When you hold blame or resentment and are unable to forgive and forget, your spirit can become bitter and fearful.   With this as your inner emotional state, you are seeding the anxiety that fuels the Dreaded Drama Triangle (DDT)™.   This bitterness hurts you more than anyone else.

There may be many reasons why you hang on to your resentments and say you can’t forget.  You may say that your experiences won’t be validated unless it is relived again and again.  An obsession with fairness may compulsively drive the need to keep the flame of the injustice alive.  Or you might assume that to forget means to be OK with what happened.

What we know about forgiveness, as the character Ted explains in The Power of TED*, is that “forgiveness is giving up the hope of having a better past.”  Forgetting is letting go of the “hope” of righting the wrong.

You never know the motives or situations that are behind another person’s victimizing words or behavior.  All you know is, as a Creator, you have the power to choose your response to a difficult situation or person.

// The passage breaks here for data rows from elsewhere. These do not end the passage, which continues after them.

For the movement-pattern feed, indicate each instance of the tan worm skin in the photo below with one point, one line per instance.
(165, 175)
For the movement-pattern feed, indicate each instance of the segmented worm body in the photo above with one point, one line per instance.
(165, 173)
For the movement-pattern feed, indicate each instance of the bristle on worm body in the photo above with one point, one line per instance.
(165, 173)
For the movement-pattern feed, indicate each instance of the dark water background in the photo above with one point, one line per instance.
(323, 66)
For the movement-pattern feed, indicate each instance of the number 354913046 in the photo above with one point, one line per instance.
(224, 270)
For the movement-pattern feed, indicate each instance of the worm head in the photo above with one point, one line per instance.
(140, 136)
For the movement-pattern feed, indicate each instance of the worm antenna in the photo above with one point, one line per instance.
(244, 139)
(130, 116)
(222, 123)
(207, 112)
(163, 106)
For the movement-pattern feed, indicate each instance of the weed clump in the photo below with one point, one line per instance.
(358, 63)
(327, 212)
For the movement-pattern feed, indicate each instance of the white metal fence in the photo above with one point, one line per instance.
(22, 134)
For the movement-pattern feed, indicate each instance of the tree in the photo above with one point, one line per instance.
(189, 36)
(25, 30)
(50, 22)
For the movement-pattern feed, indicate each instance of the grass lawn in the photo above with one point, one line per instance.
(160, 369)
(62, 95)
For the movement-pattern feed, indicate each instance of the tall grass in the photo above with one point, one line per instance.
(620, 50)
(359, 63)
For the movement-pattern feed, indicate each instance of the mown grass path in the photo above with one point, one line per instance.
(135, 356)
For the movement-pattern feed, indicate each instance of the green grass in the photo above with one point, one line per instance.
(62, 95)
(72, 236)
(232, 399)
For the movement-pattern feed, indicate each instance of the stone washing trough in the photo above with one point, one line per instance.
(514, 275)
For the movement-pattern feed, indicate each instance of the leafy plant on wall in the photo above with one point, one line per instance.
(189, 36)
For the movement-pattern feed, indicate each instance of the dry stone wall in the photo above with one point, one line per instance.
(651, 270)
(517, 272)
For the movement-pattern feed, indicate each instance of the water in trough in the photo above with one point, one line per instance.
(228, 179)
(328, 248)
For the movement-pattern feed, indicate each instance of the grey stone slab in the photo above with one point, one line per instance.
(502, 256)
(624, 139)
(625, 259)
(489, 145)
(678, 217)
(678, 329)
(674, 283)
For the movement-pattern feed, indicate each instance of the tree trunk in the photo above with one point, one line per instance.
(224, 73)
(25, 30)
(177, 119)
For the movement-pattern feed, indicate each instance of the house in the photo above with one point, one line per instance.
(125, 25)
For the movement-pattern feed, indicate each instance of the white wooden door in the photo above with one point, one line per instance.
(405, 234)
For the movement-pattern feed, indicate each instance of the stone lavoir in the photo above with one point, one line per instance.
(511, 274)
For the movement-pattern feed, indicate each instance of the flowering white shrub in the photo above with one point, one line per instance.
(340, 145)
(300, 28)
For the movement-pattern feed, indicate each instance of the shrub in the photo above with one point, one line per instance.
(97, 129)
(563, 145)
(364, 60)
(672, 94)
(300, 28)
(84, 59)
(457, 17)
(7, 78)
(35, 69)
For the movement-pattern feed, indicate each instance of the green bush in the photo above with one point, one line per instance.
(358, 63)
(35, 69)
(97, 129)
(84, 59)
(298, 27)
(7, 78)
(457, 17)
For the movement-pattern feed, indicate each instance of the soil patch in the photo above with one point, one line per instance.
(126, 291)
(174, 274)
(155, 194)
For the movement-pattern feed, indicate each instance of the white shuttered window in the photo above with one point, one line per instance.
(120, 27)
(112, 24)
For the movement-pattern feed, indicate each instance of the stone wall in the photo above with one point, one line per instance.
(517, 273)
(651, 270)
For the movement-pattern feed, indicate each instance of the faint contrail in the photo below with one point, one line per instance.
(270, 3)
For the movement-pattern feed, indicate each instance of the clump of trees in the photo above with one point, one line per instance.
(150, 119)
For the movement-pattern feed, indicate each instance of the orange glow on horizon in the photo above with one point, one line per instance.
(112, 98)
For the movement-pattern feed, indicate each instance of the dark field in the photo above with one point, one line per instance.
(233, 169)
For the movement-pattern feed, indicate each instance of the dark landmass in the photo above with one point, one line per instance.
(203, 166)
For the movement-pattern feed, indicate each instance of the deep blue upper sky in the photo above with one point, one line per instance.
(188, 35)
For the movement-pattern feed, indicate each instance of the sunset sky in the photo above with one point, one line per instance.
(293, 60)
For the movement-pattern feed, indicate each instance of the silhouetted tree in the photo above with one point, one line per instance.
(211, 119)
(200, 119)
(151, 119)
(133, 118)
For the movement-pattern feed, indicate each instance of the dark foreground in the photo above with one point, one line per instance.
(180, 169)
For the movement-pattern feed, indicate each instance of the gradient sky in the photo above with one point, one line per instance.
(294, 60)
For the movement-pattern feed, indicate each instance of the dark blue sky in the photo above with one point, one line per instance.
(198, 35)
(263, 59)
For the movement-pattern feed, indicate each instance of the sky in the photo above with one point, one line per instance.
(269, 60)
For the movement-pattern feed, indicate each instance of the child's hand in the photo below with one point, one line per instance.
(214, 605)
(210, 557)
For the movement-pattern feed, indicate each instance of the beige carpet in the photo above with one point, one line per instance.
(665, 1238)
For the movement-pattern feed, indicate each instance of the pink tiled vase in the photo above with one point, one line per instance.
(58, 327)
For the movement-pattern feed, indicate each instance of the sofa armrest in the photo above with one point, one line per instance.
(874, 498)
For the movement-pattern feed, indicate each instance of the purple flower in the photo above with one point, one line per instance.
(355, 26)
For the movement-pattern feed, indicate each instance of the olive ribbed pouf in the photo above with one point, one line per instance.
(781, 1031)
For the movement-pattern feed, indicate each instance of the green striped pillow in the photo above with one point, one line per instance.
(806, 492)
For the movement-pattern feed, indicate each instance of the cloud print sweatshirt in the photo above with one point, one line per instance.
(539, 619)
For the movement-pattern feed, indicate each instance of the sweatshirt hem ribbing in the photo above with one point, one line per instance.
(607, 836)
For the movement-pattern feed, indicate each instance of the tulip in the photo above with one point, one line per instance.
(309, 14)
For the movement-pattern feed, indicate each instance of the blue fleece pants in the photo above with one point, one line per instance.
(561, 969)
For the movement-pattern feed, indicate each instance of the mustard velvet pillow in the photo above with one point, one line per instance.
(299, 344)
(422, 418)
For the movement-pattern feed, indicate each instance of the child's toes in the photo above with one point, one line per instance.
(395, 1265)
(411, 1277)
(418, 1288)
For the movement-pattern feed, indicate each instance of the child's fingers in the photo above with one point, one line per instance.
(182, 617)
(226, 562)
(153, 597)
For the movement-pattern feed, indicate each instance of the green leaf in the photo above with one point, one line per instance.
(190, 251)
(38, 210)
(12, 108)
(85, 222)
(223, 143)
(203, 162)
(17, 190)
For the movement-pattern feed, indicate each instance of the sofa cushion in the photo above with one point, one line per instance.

The reward comes when you are liberated from the obsession of what happened.   When you let go of the scorecard, you can nurture the Creator in yourself and, perhaps, begin to see it in the other.

You will never experience the freedom from your own DDT if you do not forgive and forget.  As you put down the mantel of judgment and resentments, know that you are creating an opening for gratitude to arise.

Give yourself this gift in this season of Thanksgiving by forgiving, forgetting, letting go, and shifting your gaze from the past to the present and look to the future in which the best is yet to be!